Security Threats and the Internet of Things
Originally published on ITWeb.
Internet of things (IoT) is changing the world around us, but it's also making your network vulnerable to attack.
There's a new kind of attack happening, and it's targeting IoT weaknesses in the network. IOT is particularly at risk as the wide array of connected devices - both inside and outside the business - are very difficult to monitor and control.
Rene Bosman, Manager at Infoblox Africa, says: "People tend to add their own devices to the company network without informing IT, and some of these devices could be vulnerable to attack, opening a gateway for hackers. Just last week an estimated million organizations worldwide were infiltrated by a new Internet of things botnet. It's clear, a new threat requires a new approach to network security. "Traditionally IOT devices are 'dumb' devices making them vulnerable to hackers to infiltrate and use for botnet attacks".
"Pretty much every enterprise organization is vulnerable to this type of attack, especially those with complex and diverse networks and that have a combination of physical, virtual and cloud deployments."
Recovery is often a complex and labor-intensive process, so businesses that may be at risk should implement pre-emptive measures to protect themselves - and their networks. However, Bosman says before businesses can take steps to protect their infrastructure, they need to understand what they have in that infrastructure and the associated challenges faced.
"First, businesses need to get visibility across their entire network, include their extended infrastructure, virtual machines, network endpoints and even users. It's also vital to identify any non-compliant devices that may be on the network, which could be any type of IP-related device like a security camera, for example, that has been installed without the IT security team's knowledge or permission. Insecure network devices can be easily hacked," he continues. "An example at large scale we have seen about a year ago with the Mirai botnet that was inserted in CCTV IP cameras and started a large volumetric attack on the DYN DNS servers in the US, resulting in a huge outage of critical applications for hours".

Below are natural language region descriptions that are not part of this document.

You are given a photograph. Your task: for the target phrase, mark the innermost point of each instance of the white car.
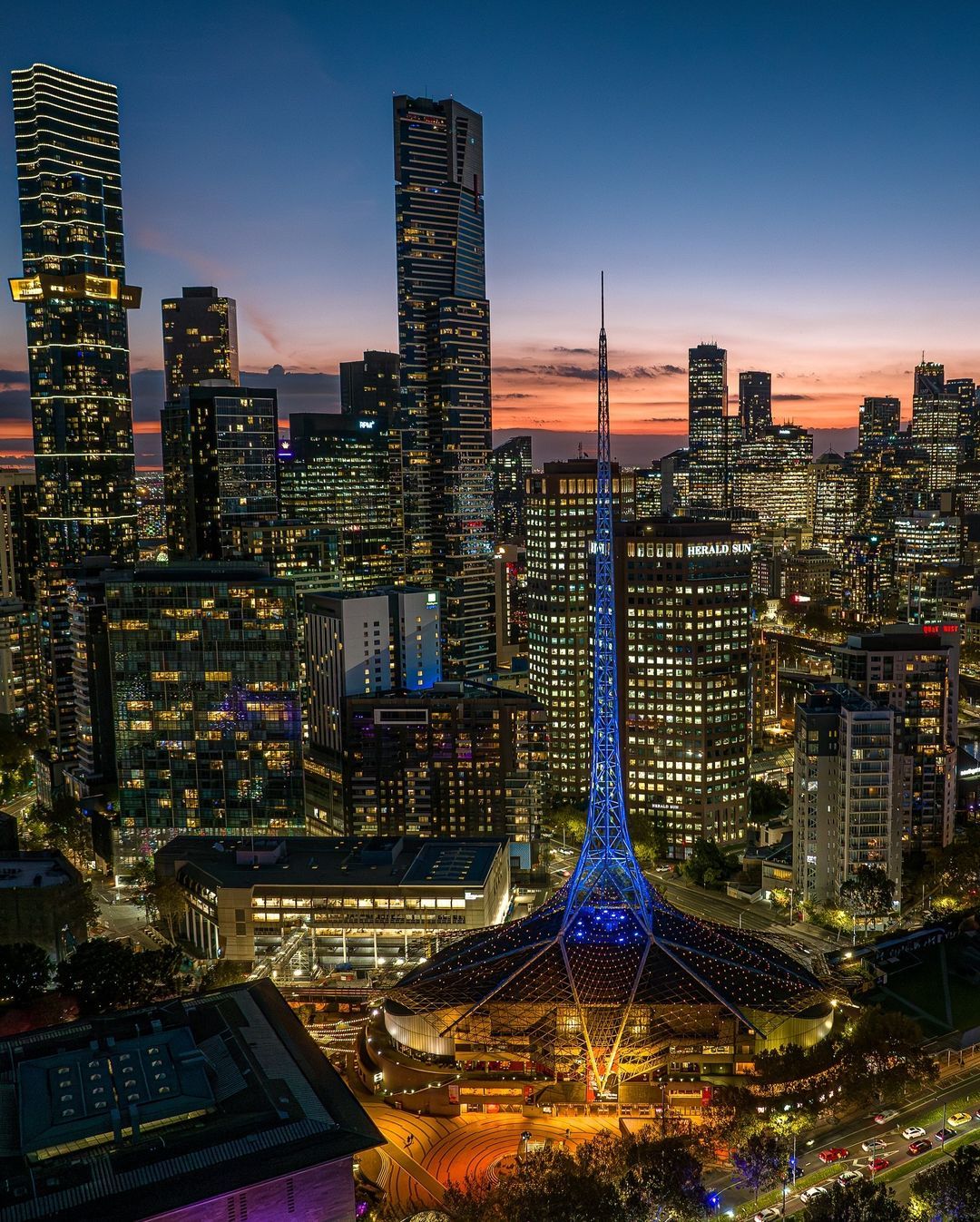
(810, 1194)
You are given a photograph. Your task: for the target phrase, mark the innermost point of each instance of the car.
(810, 1194)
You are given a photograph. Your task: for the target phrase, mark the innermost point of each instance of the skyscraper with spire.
(444, 338)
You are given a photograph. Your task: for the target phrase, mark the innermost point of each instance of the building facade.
(444, 338)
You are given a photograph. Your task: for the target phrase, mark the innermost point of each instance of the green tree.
(867, 890)
(105, 974)
(951, 1189)
(24, 972)
(860, 1201)
(760, 1161)
(882, 1057)
(709, 863)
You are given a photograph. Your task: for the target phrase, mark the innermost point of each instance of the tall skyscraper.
(369, 387)
(877, 423)
(510, 464)
(444, 337)
(201, 340)
(74, 292)
(710, 437)
(754, 402)
(220, 446)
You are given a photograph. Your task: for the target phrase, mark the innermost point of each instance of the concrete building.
(203, 1110)
(321, 902)
(843, 808)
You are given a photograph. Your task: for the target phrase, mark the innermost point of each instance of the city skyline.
(811, 268)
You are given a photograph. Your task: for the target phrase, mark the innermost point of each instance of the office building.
(369, 387)
(754, 402)
(205, 689)
(358, 644)
(843, 809)
(454, 759)
(683, 591)
(935, 425)
(344, 473)
(355, 904)
(18, 534)
(444, 338)
(710, 437)
(510, 465)
(74, 295)
(218, 1106)
(219, 446)
(201, 340)
(916, 671)
(877, 423)
(561, 525)
(20, 668)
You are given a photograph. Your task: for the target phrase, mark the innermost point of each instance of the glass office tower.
(444, 337)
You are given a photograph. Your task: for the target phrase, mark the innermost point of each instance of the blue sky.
(799, 182)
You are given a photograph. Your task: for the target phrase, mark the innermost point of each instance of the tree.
(867, 890)
(882, 1057)
(104, 974)
(860, 1201)
(950, 1189)
(24, 972)
(760, 1161)
(709, 863)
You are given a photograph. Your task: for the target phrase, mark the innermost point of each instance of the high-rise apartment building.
(710, 437)
(219, 446)
(344, 473)
(207, 701)
(935, 425)
(683, 598)
(561, 527)
(510, 465)
(754, 402)
(843, 809)
(916, 672)
(358, 644)
(444, 338)
(74, 293)
(369, 387)
(877, 423)
(201, 340)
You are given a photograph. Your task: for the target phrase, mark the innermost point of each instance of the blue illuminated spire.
(607, 875)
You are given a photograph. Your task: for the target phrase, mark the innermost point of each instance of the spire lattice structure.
(607, 874)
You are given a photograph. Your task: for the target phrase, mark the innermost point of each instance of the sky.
(797, 182)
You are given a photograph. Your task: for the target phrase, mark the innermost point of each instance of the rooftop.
(222, 1090)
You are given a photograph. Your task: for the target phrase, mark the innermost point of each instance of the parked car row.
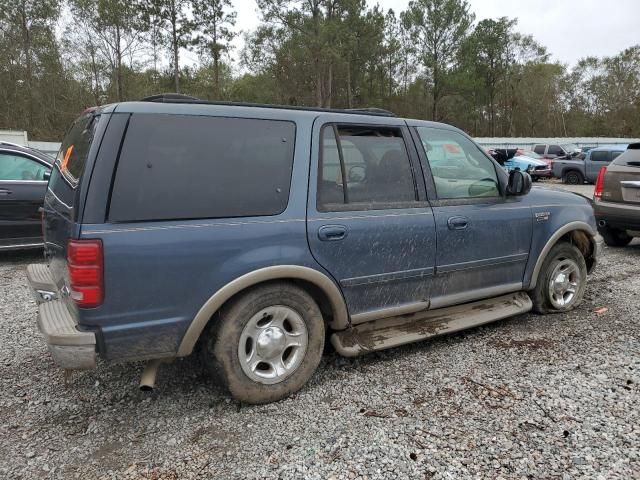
(24, 173)
(567, 162)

Finally, the organization needs to protect itself against distributed denial of service (DDOS) attacks via the domain name system (DNS). Bosman says: "DNS has been identified as a leading attack vector for DDOS attacks."
Initiatives like IoT mean there's an increasing number of devices connected to the organization's network. If you consider any smart city initiative, there are IP connected devices that regulate parking, provide security, smart meters for power and water, that's a lot of devices being added to the network.
Bosman says: "This is why it's so critical to identify what's on the network, understand it and add the required level of security. If you consider the past year specifically, there's been a marked increase in the amount of malware and we're now seeing botnets starting to use IoT type of devices to attack a network or start a DDOS type of attack."
What Bosman is saying, is that companies with initiatives like IOT need to start thinking more about new ways in which to protect their infrastructure against these new types of threats. "The reality is that a lot of these threats are using DNS to communicate with and infiltrate a company network."
He's advocating an integrated solution that combines endpoint security but also a secure network connection for the business. "All too often the various security tools that organizations have work in silos. The lack of interoperability and inability to share threat intelligence inhibits their ability to respond effectively to attacks. What you need is visibility into DNS traffic, a multipronged approach to threat detection and integration between DNS security and other security tools within the ecosystem."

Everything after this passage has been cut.